KELLEY v. SUN COMMUNITIES, INC.

Case No. 8:19-cv-1409-T-02AAS.

RICHARD KELLEY, Plaintiff, v. SUN COMMUNITIES, INC., Defendant.

United States District Court, M.D. Florida, Tampa Division.

January 5, 2021.


ORDER GRANTING DEFENDANT SUN COMMUNITIES, INC.'S MOTION FOR SUMMARY JUDGMENT

Richard Kelley tripped and fell over an uneven sidewalk joint while walking his dog around the Royal Palm Village community. Kelley then filed this premises liability action asserting the property owner, Sun Communities, Inc. ("the Community"), was negligent for failing to maintain the sidewalk in a safe condition. Dkt. 1-1. Now before the Court is the Community's Motion for Summary Judgment, Dkt. 19, along with Kelley's response, Dkt. 22, and the Community's reply, Dkt. 24. Having carefully considered the parties' submissions, the Court grants the Motion. The Court finds that the uneven sidewalk joint was not a dangerous condition. Therefore, the Community did not breach its duty to maintain the premises in a reasonably safe condition.

BACKGROUND

Royal Palm Village is a 55-and-over mobile home community in Haines City, Florida. Dkt. 20 (Kelley Depo.) at 23, 37-38. At the time of his fall, Kelley had lived in Royal Palm for eight years. Id. at 38. Every day Kelley would walk his dog around the neighborhood. Each time he would take the same route: down the 20 yards of sidewalk in front of his home, then across a wooden footbridge to an open field. Id. at 42-43. Kelley would then turn around and walk the same route back home. Id. at 43-45.

Kelley was familiar with the grounds at Royal Palm, having walked the entire property during his eight years there. Id. at 38. He had never tripped during any of his previous walks. Id. at 48. But he believed the sidewalk needed repair. Id. at 45. In particular, one joint between two of the concrete slabs was uneven and slightly raised. Id.

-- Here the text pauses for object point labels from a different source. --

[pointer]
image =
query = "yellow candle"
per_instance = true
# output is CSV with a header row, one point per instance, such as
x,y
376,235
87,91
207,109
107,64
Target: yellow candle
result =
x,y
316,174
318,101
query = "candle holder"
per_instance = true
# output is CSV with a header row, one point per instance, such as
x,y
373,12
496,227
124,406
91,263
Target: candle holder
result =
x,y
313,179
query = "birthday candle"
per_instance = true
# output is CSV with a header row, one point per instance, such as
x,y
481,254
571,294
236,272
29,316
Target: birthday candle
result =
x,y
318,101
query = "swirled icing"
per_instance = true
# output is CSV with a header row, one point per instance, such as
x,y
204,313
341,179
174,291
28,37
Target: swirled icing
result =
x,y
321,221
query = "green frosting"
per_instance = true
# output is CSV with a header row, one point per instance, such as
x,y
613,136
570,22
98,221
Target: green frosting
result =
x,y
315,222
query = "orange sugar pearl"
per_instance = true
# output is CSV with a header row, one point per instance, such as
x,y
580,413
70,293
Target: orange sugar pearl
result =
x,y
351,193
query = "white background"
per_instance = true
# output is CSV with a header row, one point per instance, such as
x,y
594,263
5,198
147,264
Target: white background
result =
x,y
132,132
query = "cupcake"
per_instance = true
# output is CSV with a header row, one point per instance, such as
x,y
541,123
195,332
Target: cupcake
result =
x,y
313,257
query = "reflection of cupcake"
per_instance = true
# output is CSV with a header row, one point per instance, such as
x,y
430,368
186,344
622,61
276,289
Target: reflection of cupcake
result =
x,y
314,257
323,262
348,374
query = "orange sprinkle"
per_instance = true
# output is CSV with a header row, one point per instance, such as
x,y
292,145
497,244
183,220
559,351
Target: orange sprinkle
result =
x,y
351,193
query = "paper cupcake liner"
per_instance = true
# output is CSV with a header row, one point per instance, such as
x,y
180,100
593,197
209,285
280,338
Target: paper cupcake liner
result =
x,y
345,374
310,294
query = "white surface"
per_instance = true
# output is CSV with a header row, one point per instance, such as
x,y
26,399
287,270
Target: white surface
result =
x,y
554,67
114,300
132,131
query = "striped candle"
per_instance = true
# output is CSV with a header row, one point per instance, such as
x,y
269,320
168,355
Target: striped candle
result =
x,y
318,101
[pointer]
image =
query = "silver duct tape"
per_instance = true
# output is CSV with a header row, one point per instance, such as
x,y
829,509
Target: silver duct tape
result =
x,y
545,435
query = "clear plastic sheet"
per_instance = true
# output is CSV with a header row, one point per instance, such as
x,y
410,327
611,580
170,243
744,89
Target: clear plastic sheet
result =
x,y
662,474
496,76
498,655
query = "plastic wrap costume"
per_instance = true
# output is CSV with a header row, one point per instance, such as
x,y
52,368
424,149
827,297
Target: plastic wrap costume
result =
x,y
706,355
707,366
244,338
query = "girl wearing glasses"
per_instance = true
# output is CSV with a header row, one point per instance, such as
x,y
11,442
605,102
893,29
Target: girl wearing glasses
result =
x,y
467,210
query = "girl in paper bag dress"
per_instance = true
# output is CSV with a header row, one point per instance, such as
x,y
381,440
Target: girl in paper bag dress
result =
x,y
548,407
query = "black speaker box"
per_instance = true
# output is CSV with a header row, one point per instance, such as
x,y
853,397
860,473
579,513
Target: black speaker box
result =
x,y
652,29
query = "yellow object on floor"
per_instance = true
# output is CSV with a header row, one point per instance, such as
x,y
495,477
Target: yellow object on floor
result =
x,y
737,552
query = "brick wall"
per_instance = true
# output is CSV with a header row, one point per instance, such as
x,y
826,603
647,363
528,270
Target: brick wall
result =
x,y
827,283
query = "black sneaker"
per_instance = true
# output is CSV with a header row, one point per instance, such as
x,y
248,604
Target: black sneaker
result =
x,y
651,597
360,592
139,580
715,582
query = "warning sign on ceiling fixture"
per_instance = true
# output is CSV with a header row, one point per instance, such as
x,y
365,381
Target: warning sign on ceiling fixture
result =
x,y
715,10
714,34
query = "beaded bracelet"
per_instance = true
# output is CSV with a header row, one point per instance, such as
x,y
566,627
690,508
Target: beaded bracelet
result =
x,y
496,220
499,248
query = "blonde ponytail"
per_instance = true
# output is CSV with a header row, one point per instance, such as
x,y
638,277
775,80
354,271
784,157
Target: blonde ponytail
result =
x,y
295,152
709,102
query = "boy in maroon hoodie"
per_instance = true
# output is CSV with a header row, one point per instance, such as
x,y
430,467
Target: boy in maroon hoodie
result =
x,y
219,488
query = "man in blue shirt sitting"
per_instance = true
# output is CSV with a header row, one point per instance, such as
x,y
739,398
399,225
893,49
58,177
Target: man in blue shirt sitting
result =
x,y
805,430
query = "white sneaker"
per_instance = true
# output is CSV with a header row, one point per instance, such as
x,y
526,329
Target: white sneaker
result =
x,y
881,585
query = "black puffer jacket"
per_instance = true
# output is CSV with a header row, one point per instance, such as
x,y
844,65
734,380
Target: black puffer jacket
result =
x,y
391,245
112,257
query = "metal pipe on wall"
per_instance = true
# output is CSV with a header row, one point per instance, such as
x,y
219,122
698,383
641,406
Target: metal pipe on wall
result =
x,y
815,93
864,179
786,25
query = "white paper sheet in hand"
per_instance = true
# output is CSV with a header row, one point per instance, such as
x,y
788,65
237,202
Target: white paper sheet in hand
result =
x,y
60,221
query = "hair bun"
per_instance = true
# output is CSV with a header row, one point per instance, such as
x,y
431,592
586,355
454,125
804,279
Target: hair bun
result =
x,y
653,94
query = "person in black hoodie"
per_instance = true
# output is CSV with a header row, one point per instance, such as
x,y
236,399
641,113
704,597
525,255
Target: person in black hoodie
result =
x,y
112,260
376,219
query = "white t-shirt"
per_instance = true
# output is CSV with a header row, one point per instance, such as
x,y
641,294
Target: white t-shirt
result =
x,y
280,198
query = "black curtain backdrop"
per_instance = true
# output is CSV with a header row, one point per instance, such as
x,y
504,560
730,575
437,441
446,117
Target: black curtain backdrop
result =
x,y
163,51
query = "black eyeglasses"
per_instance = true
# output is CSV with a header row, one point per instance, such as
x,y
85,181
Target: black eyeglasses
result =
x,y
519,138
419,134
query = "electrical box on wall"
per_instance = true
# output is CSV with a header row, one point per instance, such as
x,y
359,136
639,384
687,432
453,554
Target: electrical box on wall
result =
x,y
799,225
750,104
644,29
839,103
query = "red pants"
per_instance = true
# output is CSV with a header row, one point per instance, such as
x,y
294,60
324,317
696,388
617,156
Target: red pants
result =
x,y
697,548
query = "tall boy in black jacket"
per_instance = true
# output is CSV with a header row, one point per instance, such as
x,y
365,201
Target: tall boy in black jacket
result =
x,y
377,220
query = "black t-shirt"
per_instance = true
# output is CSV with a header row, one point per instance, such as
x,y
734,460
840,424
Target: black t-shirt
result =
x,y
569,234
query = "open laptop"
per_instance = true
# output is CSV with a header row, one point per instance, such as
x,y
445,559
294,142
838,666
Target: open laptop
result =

Kelley notified the Community's maintenance technicians of his concerns over the sidewalk's condition. Id. at 46-47. But he did so only in passing conversations. He never filed a formal complaint with the Community, and to his knowledge no one else complained about the condition of the sidewalk. Id. at 47-48. The photo below shows the uneven sidewalk joint Kelley complained of, which joint was apparently painted after Kelley's mishap:

Dkt. 20 at 119.

On a clear afternoon in May 2017, Kelley took his dog for a walk along their usual route. Id. at 37-38. Kelley made it down the sidewalk and across the bridge to the field with no issue. Id. at 44-45. On the way back, Kelley safely crossed the footbridge. Id. at 45. But as he walked down the final stretch of the sidewalk, Kelley said he suffered a "lapse of concentration" and tripped over the uneven joint depicted above. Id. at 59. Kelley fell and injured his left knee, requiring surgery and physical therapy. Id. at 70.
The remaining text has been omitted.